Disintegration/The Cure
Disintegration/The Cure is an immersive, multimedia installation that encourages healing and acceptance through creative self-care. Inspired by problematic, high-stakes performance art and my personal experience with mental illness and physical disability, Disintegration/The Cure subverts my compulsive behaviors through fixed, methodical artmaking processes. In this project, I film myself taking a shower—a mundane action performed obsessively—by encasing an endoscopic camera within a bar of soap. Separately, materials such as dye, mica, and glitter are used to make two thousand bars of soap.

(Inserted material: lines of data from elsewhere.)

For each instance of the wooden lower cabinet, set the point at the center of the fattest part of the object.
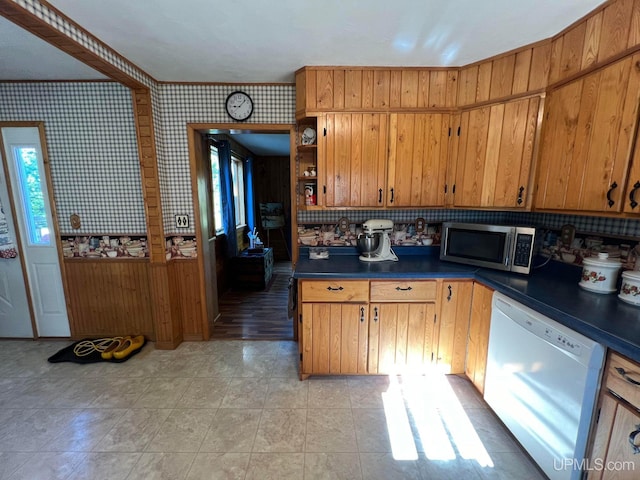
(334, 338)
(615, 453)
(398, 326)
(401, 337)
(454, 306)
(478, 341)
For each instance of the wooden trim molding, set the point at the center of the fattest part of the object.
(33, 23)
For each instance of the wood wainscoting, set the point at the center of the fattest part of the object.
(109, 297)
(113, 298)
(185, 297)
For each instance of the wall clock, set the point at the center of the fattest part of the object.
(239, 105)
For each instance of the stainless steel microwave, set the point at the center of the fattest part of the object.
(501, 247)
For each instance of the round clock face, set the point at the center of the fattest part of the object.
(239, 105)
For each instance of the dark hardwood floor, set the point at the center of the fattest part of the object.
(257, 315)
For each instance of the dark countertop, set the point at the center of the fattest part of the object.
(551, 290)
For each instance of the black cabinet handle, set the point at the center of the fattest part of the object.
(632, 195)
(624, 375)
(614, 185)
(632, 440)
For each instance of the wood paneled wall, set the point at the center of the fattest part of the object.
(515, 73)
(109, 298)
(603, 35)
(185, 297)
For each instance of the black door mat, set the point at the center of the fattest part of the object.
(68, 354)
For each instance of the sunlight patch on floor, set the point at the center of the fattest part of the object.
(443, 427)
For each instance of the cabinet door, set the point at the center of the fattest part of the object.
(587, 140)
(418, 155)
(400, 337)
(478, 342)
(356, 160)
(494, 154)
(334, 338)
(616, 443)
(453, 320)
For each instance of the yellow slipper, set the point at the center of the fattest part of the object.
(107, 353)
(128, 346)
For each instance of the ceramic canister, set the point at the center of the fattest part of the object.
(630, 290)
(600, 274)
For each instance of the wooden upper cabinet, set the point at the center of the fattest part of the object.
(494, 154)
(587, 140)
(332, 89)
(401, 337)
(631, 198)
(418, 154)
(355, 159)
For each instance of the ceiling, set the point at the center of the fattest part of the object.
(265, 41)
(257, 41)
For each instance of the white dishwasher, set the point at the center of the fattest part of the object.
(542, 380)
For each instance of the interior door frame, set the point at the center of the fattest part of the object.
(54, 218)
(194, 133)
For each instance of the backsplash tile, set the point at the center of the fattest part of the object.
(616, 227)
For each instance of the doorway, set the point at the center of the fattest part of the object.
(32, 300)
(244, 314)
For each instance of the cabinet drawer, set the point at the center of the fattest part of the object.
(620, 381)
(403, 291)
(335, 291)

Together, the bars of soap and video performance are brought together through projection and a scented sculpture—The bars of soap rest on the floor of the gallery space as a sculpture of brilliant, fragranced art objects, while the video performance is projected on two adjoining walls, further filling the space. The audio that accompanies the video is a manipulated version of “Plainsong” by The Cure, the opening track on their 1989 album Disintegration, from which the project gets its name. The immersive installation invites viewers to confront the intimate, honest realities of illness, coping and physicality in a way that could seemingly swallow them whole.
Disintegration/The Cure was originally scheduled to debut in May 2020 as part of Columbia College Chicago's Art & Art History MFA Thesis Exhibition until COVID-19 forced gallery closures. The project, partially funded by The Albert P. Weisman Award, will be exhibited in full at a later date.